From Friday, September 6, to Monday, September 9, independent third-party evaluators and members of the open-source AI community continued to struggle with replicating Reflection 70B’s impressive results. The doubts surrounding the model’s performance grew, with some suggesting that Shumer had intentionally misrepresented its capabilities.

Artificial Analysis, which previously obtained lower scores than claimed by HyperWrite, openly posted about their tests on Reflection 70B. The results they obtained were significantly different from what Shumer had presented. Additionally, it was discovered that Shumer had a vested interest in Glaive, further raising concerns about the model’s credibility.

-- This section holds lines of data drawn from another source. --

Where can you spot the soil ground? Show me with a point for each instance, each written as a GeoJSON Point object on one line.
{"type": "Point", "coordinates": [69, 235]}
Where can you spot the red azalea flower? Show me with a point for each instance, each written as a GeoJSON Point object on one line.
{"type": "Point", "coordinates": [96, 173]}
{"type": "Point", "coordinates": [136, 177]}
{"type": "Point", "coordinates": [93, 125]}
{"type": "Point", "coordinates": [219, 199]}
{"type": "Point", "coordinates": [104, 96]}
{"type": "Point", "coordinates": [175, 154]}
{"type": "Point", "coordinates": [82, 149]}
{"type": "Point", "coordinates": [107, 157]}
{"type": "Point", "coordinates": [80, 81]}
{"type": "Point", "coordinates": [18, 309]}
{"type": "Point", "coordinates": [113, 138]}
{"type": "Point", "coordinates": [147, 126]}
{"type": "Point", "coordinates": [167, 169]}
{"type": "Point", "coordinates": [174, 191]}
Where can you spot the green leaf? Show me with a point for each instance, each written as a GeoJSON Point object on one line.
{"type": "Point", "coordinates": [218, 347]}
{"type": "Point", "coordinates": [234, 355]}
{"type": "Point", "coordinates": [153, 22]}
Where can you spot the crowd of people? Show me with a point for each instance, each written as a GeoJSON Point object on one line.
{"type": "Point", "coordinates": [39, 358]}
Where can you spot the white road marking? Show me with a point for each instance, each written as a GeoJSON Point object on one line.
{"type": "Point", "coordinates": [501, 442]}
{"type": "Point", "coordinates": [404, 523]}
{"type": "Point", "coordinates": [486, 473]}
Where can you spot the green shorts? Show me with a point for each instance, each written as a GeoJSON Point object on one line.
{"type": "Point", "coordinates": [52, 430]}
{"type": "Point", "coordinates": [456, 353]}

Despite promises to address the issues and correct the model weights, Shumer went silent on Sunday evening and did not respond to requests for comments. The AI research community grew increasingly skeptical, with some researchers pointing out that even less powerful models could be trained to perform well on third-party benchmarks.

# Tuesday, Sept. 10: Shumer responds and apologizes — but doesn’t explain discrepancies

Finally, on Tuesday, September 10, Shumer broke his silence and released a statement on the social network X. In his statement, he apologized and acknowledged the skepticism surrounding Reflection 70B’s performance. He mentioned that a team is working tirelessly to understand what went wrong and promised to be transparent with the community once they have all the facts.

Shumer also shared a post by Sahil Chaudhary, the founder of Glaive AI, the platform Shumer claimed to have used for generating synthetic data. Chaudhary’s post revealed that even he was unsure about some of the responses from Reflection 70B, including its relation to Anthropic’s Claude model. He admitted that the benchmark scores shared with Shumer had not been reproducible so far.

However, Shumer and Chaudhary’s responses were not enough to convince skeptics and critics. Yuchen Jin, the co-founder and CTO of Hyperbolic Labs, detailed his efforts to host a version of Reflection 70B and troubleshoot the errors. He expressed disappointment in Shumer’s lack of transparency and urged him to provide a more thorough explanation.

Despite Shumer’s apology and promise of transparency, many in the AI research community remain unconvinced. The saga surrounding Reflection 70B and its discrepancies continues to raise questions and skepticism among the generative AI community online.

In conclusion, the release of Reflection 70B by Matt Shumer has sparked controversy and skepticism within the AI research community. The model’s purported superior performance on benchmarks has been called into question, with independent evaluators unable to replicate the results. Shumer has been accused of fraud, and his explanations and apologies have failed to provide a satisfactory explanation for the discrepancies. The future of Reflection 70B and the trust in Shumer’s claims hang in the balance, as the AI research community awaits a more transparent response.